Use the @pytest.mark.budget marker for inline budget constraints:

python
import pytest

@pytest.mark.budget(max_usd=0.50, max_tokens=10_000, max_llm_calls=5)
def test_agent_budget(cassette):
    agent.run("Analyze this document")

pytest Plugin

The built-in pytest plugin provides the cassette fixture plus --record and --record-mode flags.

cassette fixture

Any test that takes a cassette parameter automatically gets record/replay behavior. Cassettes are stored alongside the test file in a cassettes/ subdirectory.

python
def test_agent(cassette):
    result = agent.run("What is the capital of France?")
    assert "Paris" in result

CLI flags

bash
pytest --record            # Record all cassettes
pytest                     # Replay from cassettes (zero API calls)
pytest --record-mode=all   # Re-record everything
pytest --record-mode=new   # Record only missing cassettes

RAG Recording & Scoring

Record retrieval queries, chunks, and vector store events alongside LLM calls. Assert on chunk count, relevance scores, and retrieval drift between versions.

ℹ Available since v0.5

Install optional scoring deps: pip install traceops[rag]

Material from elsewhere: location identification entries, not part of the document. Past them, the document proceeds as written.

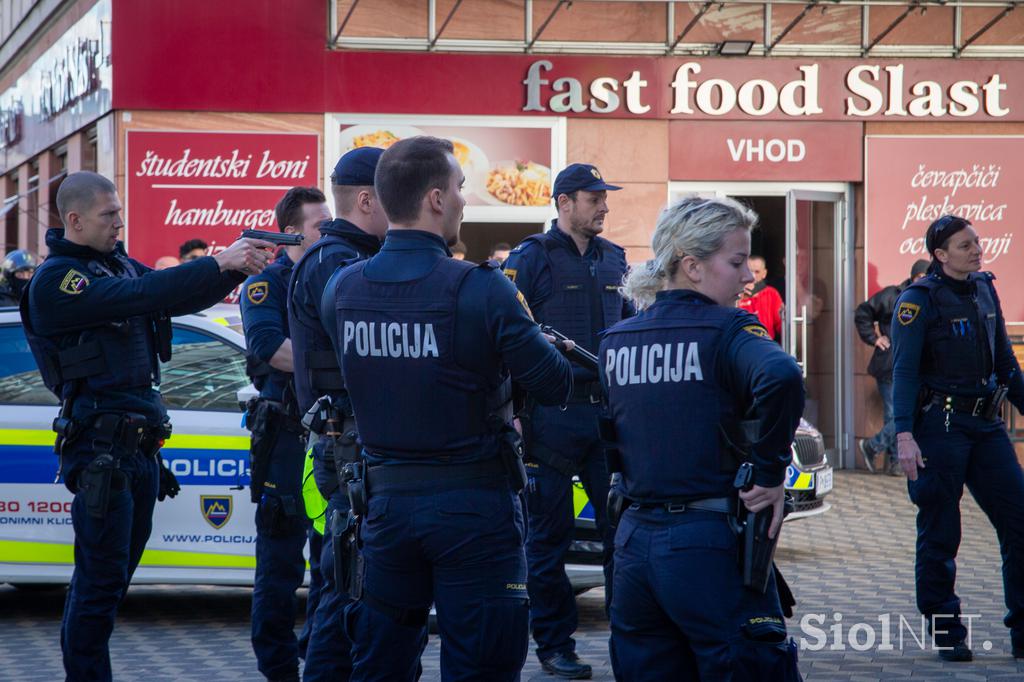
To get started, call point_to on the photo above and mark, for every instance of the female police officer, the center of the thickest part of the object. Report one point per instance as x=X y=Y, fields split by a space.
x=952 y=367
x=678 y=375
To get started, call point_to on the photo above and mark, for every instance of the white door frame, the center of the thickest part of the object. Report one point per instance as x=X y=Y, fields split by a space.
x=844 y=289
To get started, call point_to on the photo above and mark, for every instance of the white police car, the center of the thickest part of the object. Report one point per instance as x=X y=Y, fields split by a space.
x=207 y=534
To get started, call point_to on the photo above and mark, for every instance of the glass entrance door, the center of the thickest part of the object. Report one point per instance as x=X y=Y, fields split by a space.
x=814 y=318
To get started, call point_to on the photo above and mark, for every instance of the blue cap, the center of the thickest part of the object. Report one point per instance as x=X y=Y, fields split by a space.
x=356 y=167
x=580 y=176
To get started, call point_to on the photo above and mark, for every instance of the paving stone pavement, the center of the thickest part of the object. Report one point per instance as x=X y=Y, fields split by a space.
x=856 y=560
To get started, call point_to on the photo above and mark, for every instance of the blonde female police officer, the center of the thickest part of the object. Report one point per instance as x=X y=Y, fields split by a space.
x=952 y=367
x=677 y=374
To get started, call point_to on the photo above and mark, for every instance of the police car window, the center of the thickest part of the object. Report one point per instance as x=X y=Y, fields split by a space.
x=204 y=373
x=19 y=380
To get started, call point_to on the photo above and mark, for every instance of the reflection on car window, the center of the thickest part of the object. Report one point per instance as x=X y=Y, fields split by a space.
x=19 y=381
x=204 y=373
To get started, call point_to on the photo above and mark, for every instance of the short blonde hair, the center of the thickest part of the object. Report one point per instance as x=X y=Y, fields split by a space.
x=691 y=226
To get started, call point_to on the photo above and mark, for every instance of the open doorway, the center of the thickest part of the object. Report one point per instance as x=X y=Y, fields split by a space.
x=480 y=238
x=803 y=236
x=768 y=239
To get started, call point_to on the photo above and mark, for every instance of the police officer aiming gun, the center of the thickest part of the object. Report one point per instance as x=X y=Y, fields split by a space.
x=679 y=376
x=98 y=324
x=424 y=341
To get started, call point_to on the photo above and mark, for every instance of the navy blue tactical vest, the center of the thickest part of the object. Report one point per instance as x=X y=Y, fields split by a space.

Recording retrieval events

python
from trace_ops import Recorder
from trace_ops.rag import assert_chunk_count, assert_min_relevance_score

with Recorder(save_to="cassettes/rag_test.yaml") as rec:
    answer = rag_pipeline.run("What is the refund policy?")

assert_chunk_count(rec.trace, min_chunks=3)
assert_min_relevance_score(rec.trace, min_score=0.75)

Retrieval drift detection

python
from trace_ops.rag import assert_no_retrieval_drift
from trace_ops import load_cassette

baseline = load_cassette("cassettes/rag_baseline.yaml")
with Recorder() as rec:
    rag_pipeline.run("What is the refund policy?")
assert_no_retrieval_drift(baseline, rec.trace, tolerance=0.1)

Scoring integrations

python
from trace_ops.rag import RagasScorer

scores = RagasScorer().score(rec.trace)
# {"faithfulness": 0.92, "answer_relevancy": 0.88, "context_precision": 0.85}

MCP Tool Recording

Record Model Context Protocol server connections, tool calls, and results as first-class trace events.

ℹ Available since v0.5

MCP recording is enabled by default when the MCP SDK is installed.

Recording MCP calls

python
with Recorder(intercept_mcp=True) as rec:
    result = await mcp_client.call_tool(
        "search_files", {"query": "config.py"}
    )

print(rec.trace.mcp_events)
# [MCPEvent(tool="search_files", duration_ms=12, result=[...])]

Semantic Regression Detection

Catch meaning-level regressions that exact-string diffs miss — using embedding cosine similarity.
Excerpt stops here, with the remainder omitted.